Sizing up the new guy
We've already talked some about the 9600 GT's theoretical capabilities. Here's a quick table to show how it compares with a broader range of today's video cards, including the juiced-up Diamond Radeon HD 3850 512MB card we're testing. I've included numbers for the Palit card at its higher clock speeds, as well.
|
Peak pixel fill rate (Gpixels/s) |
Peak bilinear texel filtering rate (Gtexels/s) |
Peak bilinear FP16 texel filtering rate (Gtexels/s) |
Peak memory bandwidth (GB/s) |
Peak shader arithmetic (GFLOPS) |
|
| GeForce 9600 GT | 10.4 | 20.8 | 10.4 | 57.6 | 312 |
| Palit GeForce 9600 GT | 11.2 | 22.4 | 11.2 | 64.0 | 336 |
| GeForce 8800 GT | 9.6 | 33.6 | 16.8 | 57.6 | 504 |
| GeForce 8800 GTS | 10.0 | 12.0 | 12.0 | 64.0 | 346 |
| GeForce 8800 GTS 512 | 10.4 | 41.6 | 20.8 | 62.1 | 624 |
| GeForce 8800 GTX | 13.8 | 18.4 | 18.4 | 86.4 | 518 |
| GeForce 8800 Ultra | 14.7 | 19.6 | 19.6 | 103.7 | 576 |
| Radeon HD 2900 XT | 11.9 | 11.9 | 11.9 | 105.6 | 475 |
| Radeon HD 3850 | 10.7 | 10.7 | 10.7 | 53.1 | 429 |
| Diamond Radeon HD 3850 | 11.6 | 11.6 | 11.6 | 57.6 | 464 |
| Radeon HD 3870 | 12.4 | 12.4 | 12.4 | 72.0 | 496 |
| Radeon HD 3870 X2 | 26.4 | 26.4 | 26.4 | 115.2 | 1056 |
Now the question is: how do these theoretical numbers translate into real performance?

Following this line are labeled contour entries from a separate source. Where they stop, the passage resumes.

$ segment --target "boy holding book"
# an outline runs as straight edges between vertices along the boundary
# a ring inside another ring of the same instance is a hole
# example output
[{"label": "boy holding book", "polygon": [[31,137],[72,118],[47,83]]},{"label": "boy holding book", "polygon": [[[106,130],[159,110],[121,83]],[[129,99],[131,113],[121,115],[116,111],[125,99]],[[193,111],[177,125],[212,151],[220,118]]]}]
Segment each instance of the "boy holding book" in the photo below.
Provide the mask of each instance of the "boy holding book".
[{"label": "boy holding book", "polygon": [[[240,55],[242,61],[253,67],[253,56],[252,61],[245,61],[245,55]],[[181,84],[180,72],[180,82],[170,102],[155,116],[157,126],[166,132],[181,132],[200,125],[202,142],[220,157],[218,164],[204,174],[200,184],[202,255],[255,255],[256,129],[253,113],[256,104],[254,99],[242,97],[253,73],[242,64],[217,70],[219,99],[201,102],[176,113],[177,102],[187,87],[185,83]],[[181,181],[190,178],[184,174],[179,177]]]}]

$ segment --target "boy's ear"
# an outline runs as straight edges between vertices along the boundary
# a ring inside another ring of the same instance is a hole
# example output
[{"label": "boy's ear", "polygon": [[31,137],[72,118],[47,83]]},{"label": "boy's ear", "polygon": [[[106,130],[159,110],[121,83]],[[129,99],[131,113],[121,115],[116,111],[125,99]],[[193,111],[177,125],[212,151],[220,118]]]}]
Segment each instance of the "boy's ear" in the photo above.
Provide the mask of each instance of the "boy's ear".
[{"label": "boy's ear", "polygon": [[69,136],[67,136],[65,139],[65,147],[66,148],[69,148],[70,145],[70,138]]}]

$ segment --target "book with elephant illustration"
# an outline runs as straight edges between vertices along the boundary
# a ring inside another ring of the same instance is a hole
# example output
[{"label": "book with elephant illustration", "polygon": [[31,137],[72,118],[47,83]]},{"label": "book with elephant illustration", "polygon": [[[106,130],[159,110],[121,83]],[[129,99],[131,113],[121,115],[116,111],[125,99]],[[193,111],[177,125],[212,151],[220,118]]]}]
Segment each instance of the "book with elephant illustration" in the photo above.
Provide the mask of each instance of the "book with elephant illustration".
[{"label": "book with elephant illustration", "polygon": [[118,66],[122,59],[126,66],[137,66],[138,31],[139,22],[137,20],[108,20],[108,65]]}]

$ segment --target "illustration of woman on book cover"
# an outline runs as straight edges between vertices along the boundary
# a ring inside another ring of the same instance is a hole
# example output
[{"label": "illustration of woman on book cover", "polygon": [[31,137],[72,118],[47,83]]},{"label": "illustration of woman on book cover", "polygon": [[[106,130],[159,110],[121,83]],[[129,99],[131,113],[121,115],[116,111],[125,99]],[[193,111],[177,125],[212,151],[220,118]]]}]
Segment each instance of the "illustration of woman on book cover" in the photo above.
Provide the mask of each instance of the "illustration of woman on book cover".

For that, we can start with some basic synthetic tests of GPU throughput.


The single-textured fill rate test is typically limited by memory bandwidth, which helps explain why the Palit 9600 GT beats out our stock GeForce 8800 GT. The multitextured test is more generally limited by the GPU's texturing capabilities, and in this case, the 8800 GT pulls well away from its upstart sibling. The 9600 GT easily outdoes the Radeon HD 3850 and 3870, though, which is right in line with what we'd expect.
![]()

3DMark's two simple pixel shader tests show the 9600 GT at the back of the pack, again as we'd expect. Simply put, shader arithmetic is the place where Nvidia has compromised most in this design. Whether or not that will really limit performance in today's game is an intriguing question. We shall see.


Among the GeForce 8 cards, these vertex shader tests appear to track more closely with shader clock speeds than with the total shader power of the card. I don't think that's anything worth worrying about.
However, have a look at the difference in scores between the Radeon HD 3850 and 3870 in the simple vertex shader test. This is not a fluke; I re-tested several times to be sure. The 3850 is just faster in the simple vertex shader testat least until you get multiple GPUs involved. After consulting with AMD, I believe the most likely explanation for the 3870's low performance here is its use of GDDR4 memory. GDDR4 memory has a transaction granularity of 64 bits, while GDDR3's is half that. In certain cases, that may cause GDDR4 memory to deliver lower performance per clock, especially if the access patterns don't play well with its longer burst length. Although this effect is most pronounced here, we saw its impact in several of our game tests, as well, where the Radeon HD 3850 turned out to be faster than the 3870, despite having slightly slower GPU and memory clock frequencies.